Tekil Mesaj gösterimi
Alt 03-02-2007, 12:42   #2
imparator
Guest
 
imparator - ait Kullanıcı Resmi (Avatar)
 

Ülkemizde ekonomik istikrarı kurabilmek ve sürdürebilmek için gerekli temel koşulların birincisinin “aşırı derecede yetkili hükümet ve bürokrasi” beklentimizden vazgeçmektir. Yetki ehil kişiler tarafından ve doğru amaçlarla kullanıldığı takdirde bir fayda sağlar. Ancak verilen yetkilerin her zaman ehil kişilerce ve doğru amaçlar uğruna kullanılacağını garantiye almak mümkün değildir. İstikrarlı sistemlerin en önemli özelliklerinden birisi de sistemi, ehliyetsiz kişilerden ve yanlış amaçlı yetki kullanımlarından korumuş olmalarıdır. Bu da sisteme yeterli dozda kontroller ve dengeler (checks and balances) konularak sağlanabilir. İstikrarlı sistemlerde sistemin yanlış kararlar ve uygulamalar karşısında çökmesini önleyecek mekanizmalar bulunmakta ve bu mekanizmalar insanları sistemin istikrarına inandırmaktadır. Bu mekanizmaların sistemdeki karar alma sürecini yavaşlattığı ve bu yavaşlık nedeniyle bazı toplumsal fırsatların kaçabileceği muhakkaktır. Diğer taraftan istikrarsızlığın getirdiği maliyetler, toplumsal açıdan bakıldığında kaçan fırsatların maliyetlerinin mutlaka çok üzerindedir.

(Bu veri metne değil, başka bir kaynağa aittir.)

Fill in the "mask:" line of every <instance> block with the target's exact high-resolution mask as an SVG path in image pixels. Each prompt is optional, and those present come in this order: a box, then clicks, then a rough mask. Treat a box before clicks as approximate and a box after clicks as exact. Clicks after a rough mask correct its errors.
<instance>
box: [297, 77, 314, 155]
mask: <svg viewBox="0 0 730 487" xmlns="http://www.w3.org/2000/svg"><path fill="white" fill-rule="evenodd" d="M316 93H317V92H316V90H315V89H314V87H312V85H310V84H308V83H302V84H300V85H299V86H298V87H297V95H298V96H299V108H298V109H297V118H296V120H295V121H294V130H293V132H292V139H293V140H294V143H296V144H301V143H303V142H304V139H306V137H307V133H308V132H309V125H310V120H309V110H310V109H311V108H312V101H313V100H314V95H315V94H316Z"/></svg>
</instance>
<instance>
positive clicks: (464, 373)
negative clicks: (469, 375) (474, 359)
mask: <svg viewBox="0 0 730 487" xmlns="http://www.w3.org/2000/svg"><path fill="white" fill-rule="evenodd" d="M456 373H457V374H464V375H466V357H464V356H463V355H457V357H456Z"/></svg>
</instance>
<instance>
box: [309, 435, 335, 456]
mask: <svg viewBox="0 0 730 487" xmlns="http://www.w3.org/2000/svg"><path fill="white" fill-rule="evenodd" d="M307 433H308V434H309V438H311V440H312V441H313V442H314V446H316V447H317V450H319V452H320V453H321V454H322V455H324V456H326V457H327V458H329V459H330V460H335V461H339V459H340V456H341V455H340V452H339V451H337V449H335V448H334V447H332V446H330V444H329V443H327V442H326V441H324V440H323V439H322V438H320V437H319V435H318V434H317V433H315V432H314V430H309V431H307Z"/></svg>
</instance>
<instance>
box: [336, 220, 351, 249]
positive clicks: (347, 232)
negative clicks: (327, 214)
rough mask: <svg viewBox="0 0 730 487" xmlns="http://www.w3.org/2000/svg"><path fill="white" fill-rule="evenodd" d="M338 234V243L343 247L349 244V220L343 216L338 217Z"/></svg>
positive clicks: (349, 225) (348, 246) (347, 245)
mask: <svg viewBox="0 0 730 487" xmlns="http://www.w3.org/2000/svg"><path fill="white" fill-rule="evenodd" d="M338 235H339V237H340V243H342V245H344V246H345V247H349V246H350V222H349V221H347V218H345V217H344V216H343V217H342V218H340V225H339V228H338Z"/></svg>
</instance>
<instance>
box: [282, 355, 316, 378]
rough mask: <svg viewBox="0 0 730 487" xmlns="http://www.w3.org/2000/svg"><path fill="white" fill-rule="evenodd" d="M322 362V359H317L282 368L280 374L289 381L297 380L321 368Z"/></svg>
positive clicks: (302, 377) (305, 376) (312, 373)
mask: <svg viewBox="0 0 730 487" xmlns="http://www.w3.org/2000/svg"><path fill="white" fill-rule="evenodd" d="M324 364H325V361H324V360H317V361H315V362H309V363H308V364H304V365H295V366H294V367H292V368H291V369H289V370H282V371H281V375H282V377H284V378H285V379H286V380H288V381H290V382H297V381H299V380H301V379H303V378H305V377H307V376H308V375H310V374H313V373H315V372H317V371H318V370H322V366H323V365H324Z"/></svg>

Türkiye’de yukarıda değinilen türden, sistemi koruyucu mekanizmalar kurulamamıştır. Bu mekanizmaların yokluğu nedeniyle kamu yönetiminin yetkilerinin ehliyetsiz kişilerce veya yanlış amaçlar doğrultusunda kullanılması sonucu ülkemizde istikrarı sağlamak mümkün olmamıştır.
Kamu yönetiminin "hata" kelimesinin sözlük anlamını aşan fakat dil alışkanlıklarından kaynaklanan bir hata neticesinde "hata" olarak ifade edilmeğe devam eden sürekli "hatalar" yapması sonucunda toplum gözünde güvenilirliğini, itibarını ve kredibilitesini kaybetmiş olması ülkemizin, ekonomik istikrar bağlamında, bir başka talihsizliğidir. Bu olgu bir istikrar programını uygulayabilmenin siyasal çözümünü son derecede güçleştirmiş bulunmaktadır.
1.2. Türkiye'de Ekonomik İstikrarsızlık

Türkiye'de ekonomik istikrarsızlığın en açık bir göstergesi Türk parasının iç ve dış değerindeki sürekli ve yüksek oranlı düşüştür. Ekonomik istikrarsızlık zaman zaman ödemeler dengesi krizi şeklinde de kendisini göstermişse de istikrarsızlığın en belirgin göstergesi kronik enflasyon ve devalüasyon sürecidir. Özellikle son on beş yıl süresince ülkemizde paramızın iç ve dış değeri süratli bir şekilde düşmüş, bu düşüş zaman zaman hızlanmış, zaman zaman yavaşlamış, bazen düşüş hızı belli bir istikrara kavuşmuş, bazen de bu düşüşler kaotik bir biçimde gerçekleşmiştir.
Politik basiretsizliğin bir göstergesi olan kaotik değer kayıplarının olduğu dönemleri bir kenara bırakacak olursak, milli paramızın düzenli fakat sürekli on-beş yıldır değer kaybetmesinin sebepleri nelerdir? Bu sorunun cevabını tatminkar bir biçimde vermeden herhangi bir istikrar programını hazırlamak ve uygulamaya kalkmak kanımızca akıntıya kürek çekmekten farksız olacaktır.
Ülkemiz uzun yıllar enflasyonun sebeplerini yanlış yerlerde aramıştır. iyi niyetle olsa dahi, kamu sorumluluğu olan kimselerce enflasyonun sebepleri olarak gösterilen ve bugün dahi gösterilmeye devam edilen, bir takım yanlış gerekçeler toplumumuzun yanlış bir şekilde yönlendirilmesine sebep olmuş ve neticede toplumda istikrar programı uygulamasına karşı bir tepki oluşmuştur.